From an urn containing $6$ balls numerated $1,\ldots,6$ we randomly choose one, then again and stop only when we picked the ball with number $1$ on it. Let $X$ be the greatest number that appeared on balls we already pulled out. What's the distribution of $X\ $? And $\mathbb{E}X=\ ?$

Answer 1

Edit: Later on, we describe a fast solution. But for reasons of nostalgia, we keep our first slow way.

The slow way: We assume that the balls are removed one at a time and not replaced. Then the probabilities can be found with a careful examination of cases.
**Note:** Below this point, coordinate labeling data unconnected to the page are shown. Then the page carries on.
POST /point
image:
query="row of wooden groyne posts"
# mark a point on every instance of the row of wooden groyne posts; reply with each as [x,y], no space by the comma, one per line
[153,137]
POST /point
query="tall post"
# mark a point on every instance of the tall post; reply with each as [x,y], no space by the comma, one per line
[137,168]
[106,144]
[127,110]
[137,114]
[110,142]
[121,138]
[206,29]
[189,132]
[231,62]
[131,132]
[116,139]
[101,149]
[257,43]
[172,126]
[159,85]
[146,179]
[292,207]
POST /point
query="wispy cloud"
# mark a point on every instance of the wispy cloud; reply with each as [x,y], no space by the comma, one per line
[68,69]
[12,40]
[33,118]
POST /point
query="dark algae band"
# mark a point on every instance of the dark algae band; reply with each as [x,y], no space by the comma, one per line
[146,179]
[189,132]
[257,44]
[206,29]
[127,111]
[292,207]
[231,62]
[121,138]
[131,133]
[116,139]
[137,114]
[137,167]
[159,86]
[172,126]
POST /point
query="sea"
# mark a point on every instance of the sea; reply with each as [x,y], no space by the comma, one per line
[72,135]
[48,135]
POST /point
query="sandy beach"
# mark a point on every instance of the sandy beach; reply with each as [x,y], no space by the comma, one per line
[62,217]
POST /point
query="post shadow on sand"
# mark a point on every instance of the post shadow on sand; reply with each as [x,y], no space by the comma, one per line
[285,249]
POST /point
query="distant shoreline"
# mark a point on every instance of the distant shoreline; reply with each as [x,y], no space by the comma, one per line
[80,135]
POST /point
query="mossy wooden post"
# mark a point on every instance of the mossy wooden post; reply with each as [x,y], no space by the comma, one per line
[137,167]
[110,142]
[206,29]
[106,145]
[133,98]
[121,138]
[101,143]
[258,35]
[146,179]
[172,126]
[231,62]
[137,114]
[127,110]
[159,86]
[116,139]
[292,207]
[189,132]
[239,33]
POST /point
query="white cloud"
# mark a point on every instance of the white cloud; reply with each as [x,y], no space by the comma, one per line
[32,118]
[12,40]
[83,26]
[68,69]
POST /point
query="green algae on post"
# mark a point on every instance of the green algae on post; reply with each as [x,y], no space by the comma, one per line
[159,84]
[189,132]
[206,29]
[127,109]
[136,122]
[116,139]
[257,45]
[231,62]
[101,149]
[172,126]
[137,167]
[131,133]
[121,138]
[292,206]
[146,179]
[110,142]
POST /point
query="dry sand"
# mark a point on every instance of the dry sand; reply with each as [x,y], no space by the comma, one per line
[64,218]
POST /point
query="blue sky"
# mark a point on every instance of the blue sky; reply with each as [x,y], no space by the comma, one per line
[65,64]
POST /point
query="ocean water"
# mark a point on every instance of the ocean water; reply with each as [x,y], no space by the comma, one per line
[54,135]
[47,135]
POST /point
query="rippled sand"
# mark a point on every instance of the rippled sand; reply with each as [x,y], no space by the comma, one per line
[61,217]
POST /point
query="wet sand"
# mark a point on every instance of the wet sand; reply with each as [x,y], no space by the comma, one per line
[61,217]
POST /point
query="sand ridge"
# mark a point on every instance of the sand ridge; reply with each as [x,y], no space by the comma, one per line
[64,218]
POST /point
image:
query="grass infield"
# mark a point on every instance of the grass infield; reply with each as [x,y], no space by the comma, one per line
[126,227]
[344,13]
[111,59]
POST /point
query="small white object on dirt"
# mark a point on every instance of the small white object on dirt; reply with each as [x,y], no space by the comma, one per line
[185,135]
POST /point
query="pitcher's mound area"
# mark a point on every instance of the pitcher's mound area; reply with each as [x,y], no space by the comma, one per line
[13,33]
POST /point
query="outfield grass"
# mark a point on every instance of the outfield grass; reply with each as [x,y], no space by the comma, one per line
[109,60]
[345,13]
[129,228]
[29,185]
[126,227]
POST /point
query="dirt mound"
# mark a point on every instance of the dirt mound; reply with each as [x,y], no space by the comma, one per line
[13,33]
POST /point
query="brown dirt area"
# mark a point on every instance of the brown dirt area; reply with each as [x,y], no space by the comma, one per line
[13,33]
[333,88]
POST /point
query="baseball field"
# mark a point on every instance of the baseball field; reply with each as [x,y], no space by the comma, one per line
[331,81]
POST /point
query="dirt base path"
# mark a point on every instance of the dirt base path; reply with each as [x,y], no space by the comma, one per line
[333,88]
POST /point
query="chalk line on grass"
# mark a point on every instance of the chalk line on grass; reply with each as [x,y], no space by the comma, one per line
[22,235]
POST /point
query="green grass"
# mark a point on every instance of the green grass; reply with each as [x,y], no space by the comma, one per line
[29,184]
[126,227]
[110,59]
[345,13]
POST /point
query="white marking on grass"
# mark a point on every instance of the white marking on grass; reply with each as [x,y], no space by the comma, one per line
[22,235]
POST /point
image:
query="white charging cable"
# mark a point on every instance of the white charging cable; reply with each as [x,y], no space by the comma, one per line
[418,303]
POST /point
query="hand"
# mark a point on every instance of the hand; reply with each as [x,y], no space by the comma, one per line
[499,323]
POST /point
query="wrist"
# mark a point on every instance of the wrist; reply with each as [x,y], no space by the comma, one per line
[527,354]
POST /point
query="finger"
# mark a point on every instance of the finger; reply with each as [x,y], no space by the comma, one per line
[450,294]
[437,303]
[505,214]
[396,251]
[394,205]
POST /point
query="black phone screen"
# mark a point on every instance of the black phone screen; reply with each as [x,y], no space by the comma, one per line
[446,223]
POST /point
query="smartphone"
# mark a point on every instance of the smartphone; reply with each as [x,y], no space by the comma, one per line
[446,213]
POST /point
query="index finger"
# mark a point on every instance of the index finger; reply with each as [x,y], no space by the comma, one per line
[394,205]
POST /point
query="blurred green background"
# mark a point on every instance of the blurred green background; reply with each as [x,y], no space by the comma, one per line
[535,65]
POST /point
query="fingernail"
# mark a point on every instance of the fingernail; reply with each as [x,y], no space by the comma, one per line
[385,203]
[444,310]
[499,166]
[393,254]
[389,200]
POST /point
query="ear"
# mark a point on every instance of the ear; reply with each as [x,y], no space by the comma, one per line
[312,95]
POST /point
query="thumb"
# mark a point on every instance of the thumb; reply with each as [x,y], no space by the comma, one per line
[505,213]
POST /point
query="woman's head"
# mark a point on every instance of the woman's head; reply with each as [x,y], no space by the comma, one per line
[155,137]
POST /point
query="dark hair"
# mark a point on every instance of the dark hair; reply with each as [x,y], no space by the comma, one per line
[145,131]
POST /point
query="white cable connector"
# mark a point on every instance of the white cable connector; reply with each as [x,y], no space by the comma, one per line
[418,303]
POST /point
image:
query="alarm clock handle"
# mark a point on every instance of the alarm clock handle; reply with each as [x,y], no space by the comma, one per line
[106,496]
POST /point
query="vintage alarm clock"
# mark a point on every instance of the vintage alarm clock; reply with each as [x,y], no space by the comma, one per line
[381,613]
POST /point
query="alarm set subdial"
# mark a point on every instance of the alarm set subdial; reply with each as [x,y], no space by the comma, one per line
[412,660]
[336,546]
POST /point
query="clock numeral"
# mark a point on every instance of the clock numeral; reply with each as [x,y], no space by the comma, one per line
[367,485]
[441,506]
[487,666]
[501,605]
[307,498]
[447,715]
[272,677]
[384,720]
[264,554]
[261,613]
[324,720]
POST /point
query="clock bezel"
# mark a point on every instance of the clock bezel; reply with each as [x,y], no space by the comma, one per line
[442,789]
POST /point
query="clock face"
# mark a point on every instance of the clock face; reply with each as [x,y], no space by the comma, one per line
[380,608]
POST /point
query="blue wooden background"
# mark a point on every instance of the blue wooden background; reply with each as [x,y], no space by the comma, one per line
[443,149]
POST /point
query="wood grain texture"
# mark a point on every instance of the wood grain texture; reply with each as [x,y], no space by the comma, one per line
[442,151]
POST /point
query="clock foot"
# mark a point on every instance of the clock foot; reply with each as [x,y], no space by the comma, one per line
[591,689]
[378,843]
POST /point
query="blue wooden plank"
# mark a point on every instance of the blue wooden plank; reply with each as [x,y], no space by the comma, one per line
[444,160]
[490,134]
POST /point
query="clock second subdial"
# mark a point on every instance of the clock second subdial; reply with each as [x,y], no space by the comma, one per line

With probability $\frac{1}{6}$ we have $X=1$.

We have $X=2$ precisely if we got the sequence $2,1$. This has probability $\frac{1}{6\cdot 5}$.

We have $X=3$ in several ways: the sequence $3,1$, the sequence $2,3,1$ and the sequence $3,2,1$. The combined probability is $\frac{1}{6\cdot 5}+\frac{2}{6\cdot 5\cdot 4}$.

For the number of ways in which $X=4$, note that this happens with the sequences $4,1$, or $4,2,1$, or $2,4,1$, or $3,4,1$ or $4,3,1$, or $x,y,z,1$, where $x,y,z$ is one of the $6$ permutations of $2,3,4$. The probability is $\frac{1}{6\cdot 5}+\frac{4}{6\cdot 5\cdot 4}+ \frac{6}{6\cdot 5\cdot 4\cdot 3}$.

And so on. Actually, we are almost finished, since once we find $\Pr(X=5)$, we know $\Pr(X=8)$, since the probabilities add to $1$. It may still be a good idea to do an independent computation of $\Pr(X=6)$, as a check.

Once we have the probability distribution of $X$, finding $E(X)$ is mechanical.

A much faster way: The computations can be streamlined. Let us find $\Pr(X\le 5)$. This is the probability that $6$ comes after $1$. By symmetry this is $\frac{1}{2}$. So $\Pr(X=6)=\Pr(X\le 6)-\Pr(X\le 5)=\frac{1}{2}$.

To find $\Pr(X=5)$, we calculate $\Pr(X\le 5)-\Pr(X\le 4)$. The probability that $X$ is $\le 4$ is the probability $1$ comes before $5$ and $6$, which is $\frac{1}{3}$. So $\Pr(X=5)=\frac{1}{6}$.

To find $\Pr(X= 4)$, we find $\Pr(X\le 4)-\Pr(X\le 3)$. The probability that $X$ is $\le 3$ is the probability that $1$ comes before $4$, $5$, and $6$. This is $\frac{1}{4}$, so $\Pr(X=4)=\frac{1}{12}$.

Continue, it's almost over.

The idea works smoothly for balls numbered $1$ to $n$.

Remarks: $1.$ The "fast" method can be adapted to sampling with replacement. We calculate, as a sample, the probability that $X$ is $\le 4$. This can happen in various ways: First is $6$, first is between $2$ and $4$ and the second is a $1$, first $2$ are between $2$ and $4$ and the third is a $1$, and so on. The probability is given by $$\Pr(X\le 4)=\frac{1}{6}\left(1+\frac{3}{6}+\frac{3^2}{6^2}+\cdots \right).$$ Thus $\Pr(X\le 4)=\frac{1}{3}$. Similarly, we can calculate $\Pr(X\le 3)$, and then by subtraction $\Pr(X=4)$. If we compare with the numbers obtained in the no replacement case, we will notice something interesting.

$2.$ There is a fancier, but ultimately faster way of finding $E(X)$, the method of indicator random variables. This can be done without finding the distribution of $X$. But since we were asked to find that distribution, we might as well use it.